The Zanclean Megaflood

The single largest flood known to science happened around 5.33 million years ago, when the Atlantic Ocean broke through the land barrier at what is now the Strait of Gibraltar and refilled the Mediterranean basin. The Mediterranean had largely dried up during a period called the Messinian Salinity Crisis, leaving behind a vast, low-lying desert dotted with hypersaline lakes.

When the barrier failed, seawater poured through at an estimated 68 to 100 million cubic meters per second. For comparison, every river on Earth combined discharges roughly 1.2 million cubic meters per second into the ocean. The Zanclean flood moved 60 to 80 times that amount. Estimates for how long the refill took range from as little as 2 years to as many as 16 years, with the peak flow and water velocity likely occurring as water spilled across the Sicily Sill separating the western and eastern basins.

Floods That Changed the Climate

Some prehistoric floods were large enough to alter global weather patterns. The most studied case involves the drainage of Glacial Lake Agassiz, a body of freshwater larger than all the modern Great Lakes combined, which sat over central Canada during the last ice age. As the ice sheets retreated, the lake drained in massive pulses into the Arctic and Atlantic oceans.

These freshwater surges disrupted the ocean’s circulation system, which depends on salty, dense water sinking in the North Atlantic. Research published in the Proceedings of the National Academy of Sciences found that meltwater routed through the Mackenzie River valley into the Arctic was particularly effective at weakening this circulation, reducing it by more than 30%. Freshwater that drained through the St. Lawrence into the Atlantic, by contrast, weakened it by less than 15% because currents carried the water southward before it could reach the critical zones. The resulting disruption is widely thought to have triggered the Younger Dryas, a 1,200-year cold snap that plunged the Northern Hemisphere back into near-glacial conditions around 12,900 years ago.

The Black Sea Flood and Ancient Memory

One prehistoric flood has drawn attention for a different reason: it may have inspired ancient flood myths. Around 8,400 years ago (in one version of the hypothesis), rising post-glacial seas broke through the Bosphorus Strait and poured Mediterranean saltwater into what had been a smaller, lower freshwater lake in the Black Sea basin. The inflow submerged more than 100,000 square kilometers of previously exposed shoreline, an area comparable to Iceland. Water levels in the basin rose from roughly 95 meters below their current level to about 30 meters below, transforming the landscape over a geologically short period.

The hypothesis remains debated. An alternative scenario points to an even older event between 16,000 and 13,000 years ago, when overflow from the Caspian Sea filled the Black Sea basin via the Don River and Sea of Azov, raising water levels from about 100 meters below present to 20 meters below.
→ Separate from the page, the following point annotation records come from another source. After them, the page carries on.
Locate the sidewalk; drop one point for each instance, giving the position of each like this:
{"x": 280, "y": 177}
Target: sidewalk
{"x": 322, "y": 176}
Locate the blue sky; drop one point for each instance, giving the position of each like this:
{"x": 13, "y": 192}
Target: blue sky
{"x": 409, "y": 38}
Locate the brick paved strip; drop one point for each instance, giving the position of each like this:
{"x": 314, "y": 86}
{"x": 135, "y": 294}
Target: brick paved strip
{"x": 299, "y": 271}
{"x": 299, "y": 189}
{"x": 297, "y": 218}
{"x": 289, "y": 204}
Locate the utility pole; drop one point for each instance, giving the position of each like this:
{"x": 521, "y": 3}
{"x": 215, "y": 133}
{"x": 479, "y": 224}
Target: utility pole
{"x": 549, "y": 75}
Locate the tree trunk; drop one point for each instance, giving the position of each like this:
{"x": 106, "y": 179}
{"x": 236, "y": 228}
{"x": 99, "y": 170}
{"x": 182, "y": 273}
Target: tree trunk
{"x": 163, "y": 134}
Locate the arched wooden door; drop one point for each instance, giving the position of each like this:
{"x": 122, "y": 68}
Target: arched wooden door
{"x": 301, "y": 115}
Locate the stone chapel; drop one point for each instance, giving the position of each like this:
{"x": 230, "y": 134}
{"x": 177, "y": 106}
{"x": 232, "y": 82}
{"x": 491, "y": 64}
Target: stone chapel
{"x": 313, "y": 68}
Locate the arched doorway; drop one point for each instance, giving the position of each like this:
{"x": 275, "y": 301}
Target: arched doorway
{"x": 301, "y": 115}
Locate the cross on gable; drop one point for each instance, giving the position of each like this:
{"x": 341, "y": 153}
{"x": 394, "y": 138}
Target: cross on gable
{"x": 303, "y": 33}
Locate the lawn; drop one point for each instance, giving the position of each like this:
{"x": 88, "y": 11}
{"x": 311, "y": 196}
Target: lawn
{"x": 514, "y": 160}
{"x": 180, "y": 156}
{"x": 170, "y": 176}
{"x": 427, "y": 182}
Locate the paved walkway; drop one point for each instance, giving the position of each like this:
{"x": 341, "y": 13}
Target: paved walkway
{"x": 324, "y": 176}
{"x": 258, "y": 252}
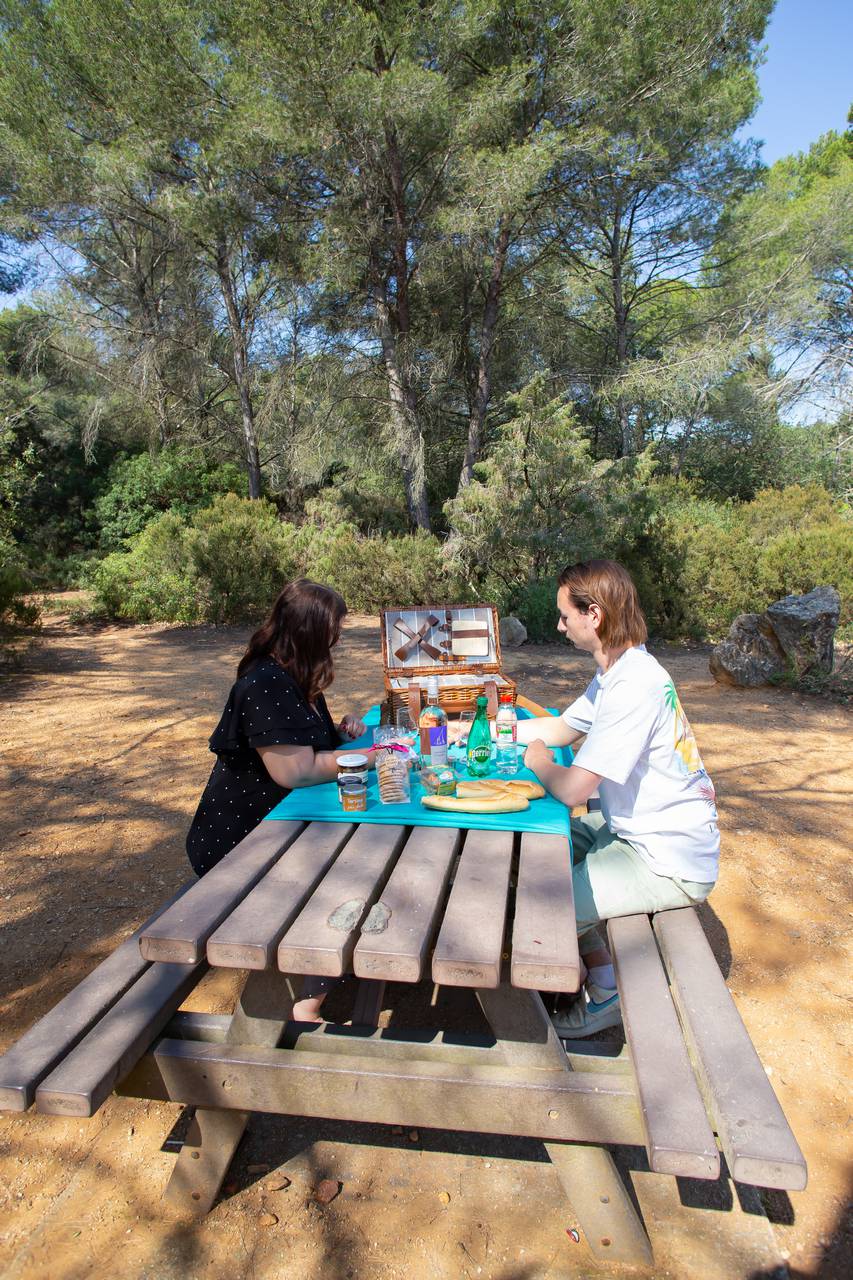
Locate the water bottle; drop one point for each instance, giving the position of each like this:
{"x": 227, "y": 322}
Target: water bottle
{"x": 506, "y": 735}
{"x": 479, "y": 743}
Whether either event was rapid enough to be witnessed and remembered by human communities, and whether those memories filtered into Mesopotamian and biblical flood narratives, is an open question that geology alone can’t settle.

Modern Floods at Historic Scale

Even in the modern era, floods can reach staggering proportions. Pakistan’s 2022 monsoon floods submerged roughly one-third of the country at their peak. Total damages exceeded $14.9 billion, with economic losses reaching about $15.2 billion, for a combined impact over $30 billion. More than 1,700 people died, and 33 million were displaced. The flooding was driven by monsoon rainfall far above normal levels combined with accelerated glacial melt in the northern mountains, a combination climate scientists expect to become more common.

These modern disasters are smaller than the ice age megafloods by orders of magnitude in terms of water volume. But they offer a reminder that even “ordinary” floods, powered by rain and snowmelt rather than collapsing ice dams or breached ocean barriers, can reshape nations.